Whether Presumption is a Sin
We proceed to the second article thus:
1. It seems that presumption is not a sin. No sin is a reason why a man should be heard by God. Yet some are heard by God on account of presumption, since it is said in Judith 9:17 (Vulgate): |Hear me, a miserable supplicant who presumes upon thy mercy.| Hence presumption on the divine mercy is not a sin.
2. Again, presumption implies excessive hope. But the hope whereby we hope in God cannot be excessive, since his power and his mercy are infinite. Hence it seems that presumption is not a sin.
3. Again, a sin does not excuse sin. But presumption excuses sin, since the Master says (2 Sent., Dist.22): |Adam sinned the less, because he sinned in the hope of pardon,| which would seem to be presumptuous. Hence presumption is not a sin.
On the other hand: presumption is said to be a kind of sin against the Holy Spirit.
I answer: as we said in the first article of the preceding question, every appetitive movement which corresponds to a falsity in the intellect is bad in itself, and a sin. Now presumption is an appetitive movement, since it involves inordinate hope. It also corresponds to a falsity in the intellect, as does despair. For just as it is false that God does not pardon the penitent, or that he does not turn sinners to penitence, so also is it false that he extends pardon to those who persevere in their sins, or that he gives glory to those who cease from good works. The movement of presumption corresponds to this opinion. Hence presumption is a sin. But it is a lesser sin than despair, since to have mercy and to spare is more becoming to God than to punish, on account of his infinite goodness. To have mercy and to spare is in itself becoming to God, whereas to punish becomes him by reason of our sins.

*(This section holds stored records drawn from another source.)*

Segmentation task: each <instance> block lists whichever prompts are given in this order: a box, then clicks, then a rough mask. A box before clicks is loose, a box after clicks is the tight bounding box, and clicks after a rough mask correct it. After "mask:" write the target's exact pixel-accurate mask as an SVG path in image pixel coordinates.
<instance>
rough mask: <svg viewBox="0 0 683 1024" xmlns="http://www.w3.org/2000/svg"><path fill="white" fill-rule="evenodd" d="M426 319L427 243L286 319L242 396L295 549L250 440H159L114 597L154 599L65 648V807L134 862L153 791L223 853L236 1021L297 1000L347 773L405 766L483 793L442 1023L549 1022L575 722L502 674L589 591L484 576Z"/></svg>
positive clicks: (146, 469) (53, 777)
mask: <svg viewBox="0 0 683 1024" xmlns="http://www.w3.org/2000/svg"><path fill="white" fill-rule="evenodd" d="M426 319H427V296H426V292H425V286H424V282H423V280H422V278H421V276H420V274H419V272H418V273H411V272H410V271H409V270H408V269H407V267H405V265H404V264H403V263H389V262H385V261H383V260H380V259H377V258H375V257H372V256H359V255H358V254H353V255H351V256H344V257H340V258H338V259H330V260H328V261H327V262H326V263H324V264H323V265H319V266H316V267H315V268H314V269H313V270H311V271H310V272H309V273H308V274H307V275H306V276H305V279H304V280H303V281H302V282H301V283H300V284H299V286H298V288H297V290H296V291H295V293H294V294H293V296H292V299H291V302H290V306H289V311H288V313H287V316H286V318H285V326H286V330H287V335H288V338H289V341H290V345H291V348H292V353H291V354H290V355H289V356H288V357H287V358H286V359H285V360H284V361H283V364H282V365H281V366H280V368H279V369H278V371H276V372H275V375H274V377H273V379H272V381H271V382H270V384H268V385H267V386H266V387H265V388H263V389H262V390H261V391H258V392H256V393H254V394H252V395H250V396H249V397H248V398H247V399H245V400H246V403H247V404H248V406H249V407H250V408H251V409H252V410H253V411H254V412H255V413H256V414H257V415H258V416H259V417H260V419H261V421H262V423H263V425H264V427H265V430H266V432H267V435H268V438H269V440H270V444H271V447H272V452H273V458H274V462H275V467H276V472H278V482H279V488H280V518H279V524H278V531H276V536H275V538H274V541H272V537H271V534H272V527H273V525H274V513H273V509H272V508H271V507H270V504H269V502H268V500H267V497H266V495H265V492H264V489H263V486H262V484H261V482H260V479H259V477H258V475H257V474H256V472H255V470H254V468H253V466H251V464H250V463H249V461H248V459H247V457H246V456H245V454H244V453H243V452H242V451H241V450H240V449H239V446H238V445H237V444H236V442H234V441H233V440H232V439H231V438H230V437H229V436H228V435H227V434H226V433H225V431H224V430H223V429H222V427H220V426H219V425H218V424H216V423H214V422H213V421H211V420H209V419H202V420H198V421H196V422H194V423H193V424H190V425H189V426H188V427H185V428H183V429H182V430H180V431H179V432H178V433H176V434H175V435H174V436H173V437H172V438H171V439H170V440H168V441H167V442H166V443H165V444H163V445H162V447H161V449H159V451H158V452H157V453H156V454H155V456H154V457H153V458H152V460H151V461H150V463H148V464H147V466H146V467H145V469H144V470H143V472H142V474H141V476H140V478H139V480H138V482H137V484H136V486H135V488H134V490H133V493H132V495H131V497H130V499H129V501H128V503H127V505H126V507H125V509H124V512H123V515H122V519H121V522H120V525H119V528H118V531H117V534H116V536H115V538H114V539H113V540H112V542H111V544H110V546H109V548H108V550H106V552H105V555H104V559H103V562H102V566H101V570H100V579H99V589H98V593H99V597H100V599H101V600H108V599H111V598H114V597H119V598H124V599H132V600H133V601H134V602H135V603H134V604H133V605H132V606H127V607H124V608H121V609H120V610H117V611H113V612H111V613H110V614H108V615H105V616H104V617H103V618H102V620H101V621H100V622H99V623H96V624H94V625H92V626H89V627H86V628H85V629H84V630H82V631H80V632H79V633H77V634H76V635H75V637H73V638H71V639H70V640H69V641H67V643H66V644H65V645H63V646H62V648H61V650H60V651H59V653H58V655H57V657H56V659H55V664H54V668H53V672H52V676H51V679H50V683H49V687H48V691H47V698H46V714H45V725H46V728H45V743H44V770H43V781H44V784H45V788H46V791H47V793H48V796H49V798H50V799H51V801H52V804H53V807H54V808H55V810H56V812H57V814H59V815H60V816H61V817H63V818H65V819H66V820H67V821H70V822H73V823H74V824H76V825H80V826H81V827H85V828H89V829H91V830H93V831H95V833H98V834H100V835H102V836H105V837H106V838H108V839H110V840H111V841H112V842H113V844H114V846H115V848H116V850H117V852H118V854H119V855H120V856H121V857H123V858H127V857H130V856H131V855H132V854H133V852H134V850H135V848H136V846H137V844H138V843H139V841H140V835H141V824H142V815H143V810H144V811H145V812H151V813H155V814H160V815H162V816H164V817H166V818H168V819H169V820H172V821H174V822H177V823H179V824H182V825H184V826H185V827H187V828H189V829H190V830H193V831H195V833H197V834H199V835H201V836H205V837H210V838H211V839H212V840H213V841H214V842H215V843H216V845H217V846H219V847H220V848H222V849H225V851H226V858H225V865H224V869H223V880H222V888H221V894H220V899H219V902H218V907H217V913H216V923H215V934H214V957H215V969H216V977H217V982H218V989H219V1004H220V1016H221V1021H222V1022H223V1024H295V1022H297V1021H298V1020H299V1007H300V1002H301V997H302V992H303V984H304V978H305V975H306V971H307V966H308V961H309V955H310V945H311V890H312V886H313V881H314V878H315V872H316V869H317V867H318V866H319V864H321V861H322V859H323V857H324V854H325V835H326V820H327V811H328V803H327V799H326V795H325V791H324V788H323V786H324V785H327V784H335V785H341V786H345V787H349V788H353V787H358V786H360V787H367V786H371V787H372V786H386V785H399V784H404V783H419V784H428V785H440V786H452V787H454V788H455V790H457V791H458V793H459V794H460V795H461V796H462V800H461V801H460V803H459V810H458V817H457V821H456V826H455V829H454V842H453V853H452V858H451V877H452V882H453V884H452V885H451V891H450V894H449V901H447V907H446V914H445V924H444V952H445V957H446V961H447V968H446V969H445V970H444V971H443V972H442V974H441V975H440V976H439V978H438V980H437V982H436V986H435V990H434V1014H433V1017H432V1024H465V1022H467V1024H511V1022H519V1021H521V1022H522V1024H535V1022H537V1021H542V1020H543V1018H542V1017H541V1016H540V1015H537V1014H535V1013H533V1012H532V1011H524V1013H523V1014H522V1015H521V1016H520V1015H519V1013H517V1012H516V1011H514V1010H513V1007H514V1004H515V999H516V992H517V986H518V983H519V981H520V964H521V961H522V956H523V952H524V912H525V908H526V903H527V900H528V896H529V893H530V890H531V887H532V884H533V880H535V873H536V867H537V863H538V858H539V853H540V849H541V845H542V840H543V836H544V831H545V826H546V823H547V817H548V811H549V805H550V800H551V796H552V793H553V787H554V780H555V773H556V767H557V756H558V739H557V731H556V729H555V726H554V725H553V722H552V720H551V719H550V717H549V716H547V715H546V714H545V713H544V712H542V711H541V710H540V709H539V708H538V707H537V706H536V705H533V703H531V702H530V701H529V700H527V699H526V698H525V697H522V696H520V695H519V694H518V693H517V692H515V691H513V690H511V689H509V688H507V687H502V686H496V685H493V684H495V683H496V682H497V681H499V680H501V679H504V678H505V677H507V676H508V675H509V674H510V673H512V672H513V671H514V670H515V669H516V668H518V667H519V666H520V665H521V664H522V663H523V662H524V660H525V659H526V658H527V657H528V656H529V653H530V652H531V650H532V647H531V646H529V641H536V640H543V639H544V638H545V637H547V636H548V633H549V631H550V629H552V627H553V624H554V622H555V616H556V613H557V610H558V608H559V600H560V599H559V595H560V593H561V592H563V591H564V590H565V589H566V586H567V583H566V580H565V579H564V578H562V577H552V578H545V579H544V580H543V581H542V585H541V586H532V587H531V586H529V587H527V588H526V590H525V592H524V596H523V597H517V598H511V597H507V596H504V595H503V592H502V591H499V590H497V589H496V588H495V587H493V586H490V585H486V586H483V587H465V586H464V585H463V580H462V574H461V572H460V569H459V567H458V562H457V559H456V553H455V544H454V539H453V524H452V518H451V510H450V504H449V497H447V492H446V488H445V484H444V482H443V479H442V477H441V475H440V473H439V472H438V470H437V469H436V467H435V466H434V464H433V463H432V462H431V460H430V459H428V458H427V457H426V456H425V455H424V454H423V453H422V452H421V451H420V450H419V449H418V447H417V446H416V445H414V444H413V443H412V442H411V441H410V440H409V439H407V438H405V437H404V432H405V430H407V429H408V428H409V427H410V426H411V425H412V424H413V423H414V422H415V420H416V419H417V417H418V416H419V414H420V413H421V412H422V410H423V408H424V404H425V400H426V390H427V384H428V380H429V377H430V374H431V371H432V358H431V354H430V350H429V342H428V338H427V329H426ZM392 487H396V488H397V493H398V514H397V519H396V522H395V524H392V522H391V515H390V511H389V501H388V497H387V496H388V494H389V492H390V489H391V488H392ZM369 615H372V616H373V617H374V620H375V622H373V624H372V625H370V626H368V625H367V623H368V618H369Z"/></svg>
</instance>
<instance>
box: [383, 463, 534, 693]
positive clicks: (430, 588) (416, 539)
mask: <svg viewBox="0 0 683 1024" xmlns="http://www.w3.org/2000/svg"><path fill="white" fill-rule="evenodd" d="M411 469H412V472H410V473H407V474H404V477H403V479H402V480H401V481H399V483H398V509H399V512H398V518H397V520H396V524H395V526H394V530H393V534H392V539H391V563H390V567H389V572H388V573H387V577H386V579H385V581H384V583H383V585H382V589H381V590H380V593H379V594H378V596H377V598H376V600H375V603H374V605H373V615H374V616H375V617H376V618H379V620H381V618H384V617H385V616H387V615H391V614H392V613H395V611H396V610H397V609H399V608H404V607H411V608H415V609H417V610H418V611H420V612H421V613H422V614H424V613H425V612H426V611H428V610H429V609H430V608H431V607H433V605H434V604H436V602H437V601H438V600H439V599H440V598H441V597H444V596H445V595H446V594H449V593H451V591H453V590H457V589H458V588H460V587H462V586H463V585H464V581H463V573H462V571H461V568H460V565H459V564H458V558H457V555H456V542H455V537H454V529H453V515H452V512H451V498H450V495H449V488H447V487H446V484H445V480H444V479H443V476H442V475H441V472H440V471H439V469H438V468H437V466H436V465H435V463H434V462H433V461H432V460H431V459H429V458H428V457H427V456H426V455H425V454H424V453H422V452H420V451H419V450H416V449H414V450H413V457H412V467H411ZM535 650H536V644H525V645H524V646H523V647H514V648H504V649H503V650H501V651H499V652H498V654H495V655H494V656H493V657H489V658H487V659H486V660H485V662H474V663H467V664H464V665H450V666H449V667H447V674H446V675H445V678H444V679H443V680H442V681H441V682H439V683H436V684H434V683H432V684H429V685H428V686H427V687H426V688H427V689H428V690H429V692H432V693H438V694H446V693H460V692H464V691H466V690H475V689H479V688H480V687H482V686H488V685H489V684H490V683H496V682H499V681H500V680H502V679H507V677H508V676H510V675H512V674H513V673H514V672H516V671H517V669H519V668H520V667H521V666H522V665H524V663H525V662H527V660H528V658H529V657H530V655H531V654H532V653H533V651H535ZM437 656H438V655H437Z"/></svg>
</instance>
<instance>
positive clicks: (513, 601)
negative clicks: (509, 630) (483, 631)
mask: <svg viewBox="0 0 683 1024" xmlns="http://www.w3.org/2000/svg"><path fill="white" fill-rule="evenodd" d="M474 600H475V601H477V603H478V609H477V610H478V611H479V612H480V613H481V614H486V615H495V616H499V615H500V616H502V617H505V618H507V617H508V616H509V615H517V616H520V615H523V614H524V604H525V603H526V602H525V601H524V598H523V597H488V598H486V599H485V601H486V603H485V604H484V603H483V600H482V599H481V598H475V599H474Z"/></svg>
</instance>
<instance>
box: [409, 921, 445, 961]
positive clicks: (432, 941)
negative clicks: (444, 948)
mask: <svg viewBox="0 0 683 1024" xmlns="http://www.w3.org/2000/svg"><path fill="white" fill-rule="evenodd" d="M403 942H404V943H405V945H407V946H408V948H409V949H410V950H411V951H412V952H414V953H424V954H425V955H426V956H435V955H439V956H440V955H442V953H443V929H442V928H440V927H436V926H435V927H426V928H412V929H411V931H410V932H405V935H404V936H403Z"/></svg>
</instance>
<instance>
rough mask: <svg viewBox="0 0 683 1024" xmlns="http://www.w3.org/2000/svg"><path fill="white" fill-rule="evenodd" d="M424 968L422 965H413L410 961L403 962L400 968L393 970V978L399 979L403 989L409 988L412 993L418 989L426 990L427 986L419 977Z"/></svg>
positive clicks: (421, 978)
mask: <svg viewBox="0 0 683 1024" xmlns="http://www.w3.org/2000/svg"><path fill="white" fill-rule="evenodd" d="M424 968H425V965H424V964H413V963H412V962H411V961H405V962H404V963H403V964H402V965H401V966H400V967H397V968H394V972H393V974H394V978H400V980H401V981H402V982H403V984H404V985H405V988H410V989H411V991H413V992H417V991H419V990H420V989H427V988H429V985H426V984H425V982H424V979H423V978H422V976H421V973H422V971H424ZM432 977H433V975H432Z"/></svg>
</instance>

On the first point: presumption is sometimes used to denote hope, since even the hope in God which is justifiable seems presumptuous if measured by reference to the condition of man, although it is not presumptuous if we bear in mind the immensity of the divine goodness.
On the second point: the hope which presumption implies is not excessive in the sense that it expects too much from God, but in the sense that it expects something from God which is unbecoming to him. This is to expect too little from God, since it is a way of deprecating his power, as we said in the first article.
On the third point: to sin with the intention of persevering in sin, and in the hope of pardon, is presumptuous. Sin is thereby increased, not diminished. But to sin with the intention of refraining from sin, and in the hope that one will sometime be pardoned, is not presumptuous. This diminishes sin, since it seems to show that the will is less confirmed in sin.